Heptane 500 mL, 1-hexene 30 m at room temperature in a stainless steel, 1.0 L autoclave dried for 0 min
L, and 8.0 m of the slurry catalyst prepared in (1) above.
After adding L (equivalent to 80 mg as synthetic mica), the temperature and the pressure of ethylene were increased to 65 ° C. and 7.0 kgf /
cm ² -G, the temperature and pressure in the polymerization tank were stabilized, and a heptane solution of triethylaluminum (equivalent to 285 mg of triethylaluminum) was further added. The polymerization was carried out for 1.5 while maintaining the total pressure at 7.0 kgf / cm ² -G.
Time went. After the completion of the polymerization, the reaction system was cooled, and after purging ethylene, a polyethylene slurry was extracted and filtered. The obtained polymer was dried at 100 ° C. for 12 hours to obtain 17.8 g of an ethylene / 1-hexene copolymer. The results are shown in Table-3.

Example 2 A catalyst was prepared, polymerized and post-treated in the same manner as in Example 1 except that 285 mg of triethylaluminum added during polymerization was changed to 57 mg to obtain 15.9 g of a polymer. The results are shown in Table-3. Example 3 In Example 1, ethylene-1,2-bis {4-
Instead of (2,7-dimethyl-indenyl) {zirconium dichloride, ethylene-1,2-bis} 4- (7-
Methyl-indenyl) @zirconium dichloride
Catalyst preparation, polymerization and post-treatment were carried out in the same manner except that 4 mg was used to obtain 11.5 g of a polymer.
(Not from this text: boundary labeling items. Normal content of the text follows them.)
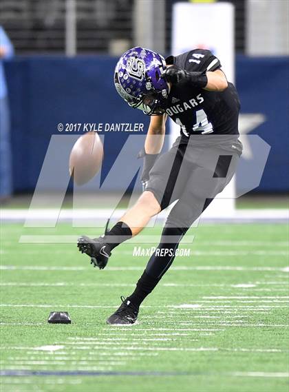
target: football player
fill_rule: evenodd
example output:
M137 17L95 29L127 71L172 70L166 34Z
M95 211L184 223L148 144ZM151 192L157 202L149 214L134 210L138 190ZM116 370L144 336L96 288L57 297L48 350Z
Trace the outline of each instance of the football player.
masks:
M195 49L164 60L155 52L133 48L118 62L114 84L129 106L151 116L140 154L144 158L144 192L103 236L81 237L79 250L94 267L105 268L114 248L178 200L136 289L122 297L120 307L107 320L123 324L136 321L142 302L172 264L182 238L229 183L242 146L238 140L238 94L209 50ZM171 149L160 154L168 116L180 125L180 136Z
The results are shown in Table-3.

Example 4 A catalyst was prepared, polymerized and post-treated in the same manner as in Example 3, except that 285 mg of triethylaluminum added during the polymerization was changed to 57 mg to obtain 10.2 g of a polymer. The results are shown in Table-3. Comparative Example 1 In Example 1, ethylene-1,2-bis {4-
(2,7-dimethyl-indenyl)} Catalyst preparation, polymerization and post-treatment were carried out in the same manner except that 64.7 mg of bis (n-butylcyclopentadienyl) zirconium dichloride was used in place of zirconium dichloride. 7 g were obtained. The results are shown in Table-3.

[0056]

[Table 15]

[Brief description of the drawings]

FIG. 1 is a flowchart for helping the understanding of the present invention.

Claims (4)

[Claims] 1. An α-olefin polymerization catalyst component obtained by combining the following components [A] and [B]. [A] A single or mixture of a transition metal compound represented by the following formula [1a] or [1b]. Embedded image (In the formulas [1a] and [1b], M is titanium, zirconium, hafnium, and R is each independently
Halogen, a silicon-containing group, a hydrocarbon group having 1 to 20 carbon atoms or a halogen-containing hydrocarbon group, an alkoxy group, an aryloxy group, or an amino group (provided that R is present on the same indenyl or hydroindenyl group in plural numbers) In these cases, they may be mutually bonded at the ω-terminal to form a ring together with a part of the indenyl or hydroindenyl group), a is an integer of 0 or more and 3 or less, and b is X is an integer of 0 to 7, Q is a divalent hydrocarbon group having 1 to 30 carbon atoms or a hydrocarbon group containing silicon or germanium, and X and Y are each independently
It represents a halogen atom, a hydrogen atom, a hydrocarbon group having 1 to 20 carbon atoms, an alkoxy group, an aryloxy group, an amide group, or a trifluoromethanesulfonic acid group. [B] Ion-exchangeable layered silicate. 2. In the presence of an α-olefin polymerization catalyst component according to claim 1 and an organoaluminum compound,
[B] An α-olefin polymerization catalyst component obtained by prepolymerizing 0.01 to 1000 g of olefin per 1 g of component. 3. An α-olefin polymerization catalyst comprising a combination of the α-olefin polymerization catalyst component according to claim 1 or 2 and the following component [C]. [C] An organoaluminum compound represented by the following formula [2]. Embedded image R ¹ _c AlX ¹³ _-c [2] (In the formula [2], R ¹ is a hydrocarbon group having 1 to 20 carbon atoms, and X ¹ is a halogen atom, a hydrogen atom, an alkoxy group, or an amide group. And c is a number satisfying 0 <c ≦ 3). 4. A method for producing an α-olefin polymer, comprising polymerizing an α-olefin in the presence of the catalyst according to claim 3.